To land Dickinson, Michigan had to fend off fellow finalists Notre Dame, Duke and Florida State. In the end, the possibility of playing right away and the opportunity to be mentored by Howard persuaded Dickinson to commit to the Wolverines in December 2020.

“I was committed to each school for like a week in my head, but eventually I saw myself playing at Michigan and being taught by Coach Howard,” Dickinson told Yahoo Sports. “I felt like he was the best person to help me get where I want to go. I felt a lot of confidence putting my career in his hands.”

Michigan swung and missed on five-star wing Josh Christopher and lost five-star forward Isaiah Todd to the G-League development program, but Howard pivoted quickly, landing transfers Mike Smith from Columbia and Chaundee Brown from Wake Forest. In the 2021 class, Michigan has already signed six Rivals 150 prospects, success that Martelli attributes to Howard’s passion for his alma mater.

“When he would speak on Zoom to a recruit, it came out of his pores,” Martelli said. “The way he talked, it wasn’t a sales pitch. It was a truth, emotional and deep like it was from his heart.”

‘He takes no shortcuts’

Michigan’s path toward exceeding expectations this season began before the whole team could even gather together for the first time.

Howard organized weekly team-wide zoom calls during the spring and summer, giving players a way to get to know each other and a forum to discuss some of the social unrest in the country at that time.

Once the players finally did get permission to arrive on campus, Howard’s emphasis on player development kicked into overdrive. It was common to find him feeding the post, demonstrating low-post moves or even inserting himself into a drill to help Dickinson and the rest of Michigan’s big men improve.

“It does not escape the players’ notice when here he is, Mr. Fab Five, $100 million, holding a practice dummy and bumping into the big guys,” Martelli said. “I’m not into clichés but this guy is a player’s coach. He’s committed to player development and he takes no shortcuts.”

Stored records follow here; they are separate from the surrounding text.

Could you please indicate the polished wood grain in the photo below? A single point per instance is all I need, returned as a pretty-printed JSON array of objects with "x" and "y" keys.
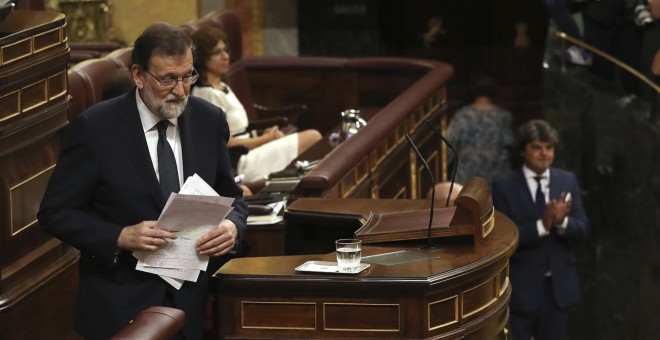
[
  {"x": 38, "y": 274},
  {"x": 461, "y": 292}
]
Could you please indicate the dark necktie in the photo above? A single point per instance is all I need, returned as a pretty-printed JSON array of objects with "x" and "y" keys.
[
  {"x": 540, "y": 197},
  {"x": 167, "y": 170}
]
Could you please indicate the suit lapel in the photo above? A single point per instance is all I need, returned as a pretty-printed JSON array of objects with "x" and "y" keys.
[
  {"x": 186, "y": 128},
  {"x": 524, "y": 191},
  {"x": 136, "y": 148},
  {"x": 555, "y": 184}
]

Behind a balanced offense featuring five players averaging at least nine points, Michigan reeled off 11 straight wins to start the season. Brown, a starter at Wake Forest, accepted coming off the bench. Smith, a 22.8-point-per-game scorer at Columbia, embraced a pass-first role. Even four-star prospect Terrance Williams II didn’t complain about not getting off the bench at all some nights.

Fisher was watching a Michigan game midway through the season when his wife made an astute observation. She pointed out, “Look at how engaged and excited every player on the bench is.”

“That doesn’t happen everywhere,” Fisher said. Most of the time they’re clapping a little bit because they have to and saying I should be in there. He has a family atmosphere that permeates from the top all the way down.”

Adversity struck in the form of a teamwide COVID-19 pause in late January and early February, but Howard again found a way to keep his players engaged and motivated. They sent each other videos of their individual workouts each day, from boxing, to jumping rope, to yoga, to Martelli reading the Philadelphia newspapers while walking on the treadmill.

Aside from a bad first half against Wisconsin and a nightmare performance against Illinois, Michigan returned from its hiatus stronger than before. Only forward Isaiah Livers’ stress fracture in his right foot is reason to question if Michigan is a legitimate national title threat.

A few weeks ago, during a Zoom call with reporters, Howard smirked at a question asking if he paid attention to the criticism of his hiring, the notion that he would be a figurehead or that his lack of previous head coaching experience was a risk.

Calling the question “cute,” Howard said, “Of course, I heard it.” Howard said that he wasn’t “here to make this a big issue,” but he acknowledged it did motivate him.

“I’m not going to sit here and act like I didn't hear the noise before I got hired,” he said. “To this day, I hear the backhanded compliments. Am I competitive? Of course I am. But I’m also about improving and having a growth mindset on how I can be the best version of myself. That’s my No. 1 goal. That’s what drives me.”